From d274d8a65c6073d84eeb5d09d1b3fd4b2b18cae6 Mon Sep 17 00:00:00 2001
From: Abdessamad Derraz <3028866+Abdess@users.noreply.github.com>
Date: Sun, 29 Mar 2026 14:15:06 +0200
Subject: [PATCH] fix: guard MD5 lookup against cross-name contamination

resolve_local_file step 2 (pure MD5 lookup) now verifies that the
found file's name matches the requested name or is a .variants/
derivative. Prevents serving wrong files when an unrelated file
shares the same MD5 in the index (e.g. spi.zip returned for
a7ports.zip because RetroDECK expected an MD5 we don't have).
---
 scripts/common.py | 67 ++++++++++++++++++++++++++++++++++++++++-------
 1 file changed, 58 insertions(+), 9 deletions(-)

diff --git a/scripts/common.py b/scripts/common.py
index 8c34ec1b..0bb15384 100644
--- a/scripts/common.py
+++ b/scripts/common.py
@@ -350,18 +350,30 @@ def resolve_local_file(
             return path, "exact"
 
     # 2. MD5 direct lookup (skip for zipped_file: md5 is inner ROM, not container)
+    # Guard: only accept if the found file's name matches the requested name
+    # (or is a .variants/ derivative). Prevents cross-contamination when an
+    # unrelated file happens to share the same MD5 in the index.
+    _name_set = set(names_to_try)
+
+    def _md5_name_ok(candidate_path: str) -> bool:
+        bn = os.path.basename(candidate_path)
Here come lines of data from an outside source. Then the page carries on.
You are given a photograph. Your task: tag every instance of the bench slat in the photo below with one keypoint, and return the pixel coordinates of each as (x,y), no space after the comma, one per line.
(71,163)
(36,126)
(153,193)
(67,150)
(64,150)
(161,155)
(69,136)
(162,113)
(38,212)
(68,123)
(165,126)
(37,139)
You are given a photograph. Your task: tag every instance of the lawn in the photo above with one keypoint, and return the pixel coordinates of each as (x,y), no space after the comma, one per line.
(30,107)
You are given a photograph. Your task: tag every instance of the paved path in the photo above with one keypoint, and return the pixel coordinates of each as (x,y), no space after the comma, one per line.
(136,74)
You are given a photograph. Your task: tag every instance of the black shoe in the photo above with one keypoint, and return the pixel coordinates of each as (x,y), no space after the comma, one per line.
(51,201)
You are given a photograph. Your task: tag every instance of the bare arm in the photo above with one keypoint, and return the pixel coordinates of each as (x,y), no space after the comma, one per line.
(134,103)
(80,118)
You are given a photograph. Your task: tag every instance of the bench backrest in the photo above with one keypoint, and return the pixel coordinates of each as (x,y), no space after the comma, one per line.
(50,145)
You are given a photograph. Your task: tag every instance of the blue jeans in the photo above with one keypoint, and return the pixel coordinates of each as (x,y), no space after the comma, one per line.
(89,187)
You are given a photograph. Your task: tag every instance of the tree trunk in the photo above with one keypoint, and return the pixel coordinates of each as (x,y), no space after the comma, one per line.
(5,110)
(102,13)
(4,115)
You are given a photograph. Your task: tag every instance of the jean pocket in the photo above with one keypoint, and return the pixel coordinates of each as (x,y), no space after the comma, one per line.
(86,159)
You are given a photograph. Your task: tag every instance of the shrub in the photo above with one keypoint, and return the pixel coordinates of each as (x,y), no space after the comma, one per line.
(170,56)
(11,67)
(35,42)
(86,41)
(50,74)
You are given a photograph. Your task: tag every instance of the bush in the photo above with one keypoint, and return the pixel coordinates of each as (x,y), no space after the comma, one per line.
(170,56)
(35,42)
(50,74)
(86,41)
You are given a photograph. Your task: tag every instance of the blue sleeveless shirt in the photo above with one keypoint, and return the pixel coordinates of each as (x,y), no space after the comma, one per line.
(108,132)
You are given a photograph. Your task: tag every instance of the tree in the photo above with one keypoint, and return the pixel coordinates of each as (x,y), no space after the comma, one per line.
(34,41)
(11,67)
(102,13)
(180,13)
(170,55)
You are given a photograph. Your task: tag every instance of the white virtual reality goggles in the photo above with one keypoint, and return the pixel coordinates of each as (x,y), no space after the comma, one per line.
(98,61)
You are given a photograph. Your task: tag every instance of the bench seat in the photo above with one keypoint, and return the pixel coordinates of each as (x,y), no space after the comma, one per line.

+        if bn in _name_set:
+            return True
+        # .variants/ pattern: filename like "neogeo.zip.fc398ab4"
+        return any(bn.startswith(n + ".") for n in _name_set)
+
     if md5_list and not zipped_file:
         for md5_candidate in md5_list:
             sha1_match = by_md5.get(md5_candidate)
             if sha1_match and sha1_match in files_db:
                 path = files_db[sha1_match]["path"]
-                if os.path.exists(path):
+                if os.path.exists(path) and _md5_name_ok(path):
                     return path, "md5_exact"
             if len(md5_candidate) < 32:
                 for db_md5, db_sha1 in by_md5.items():
                     if db_md5.startswith(md5_candidate) and db_sha1 in files_db:
                         path = files_db[db_sha1]["path"]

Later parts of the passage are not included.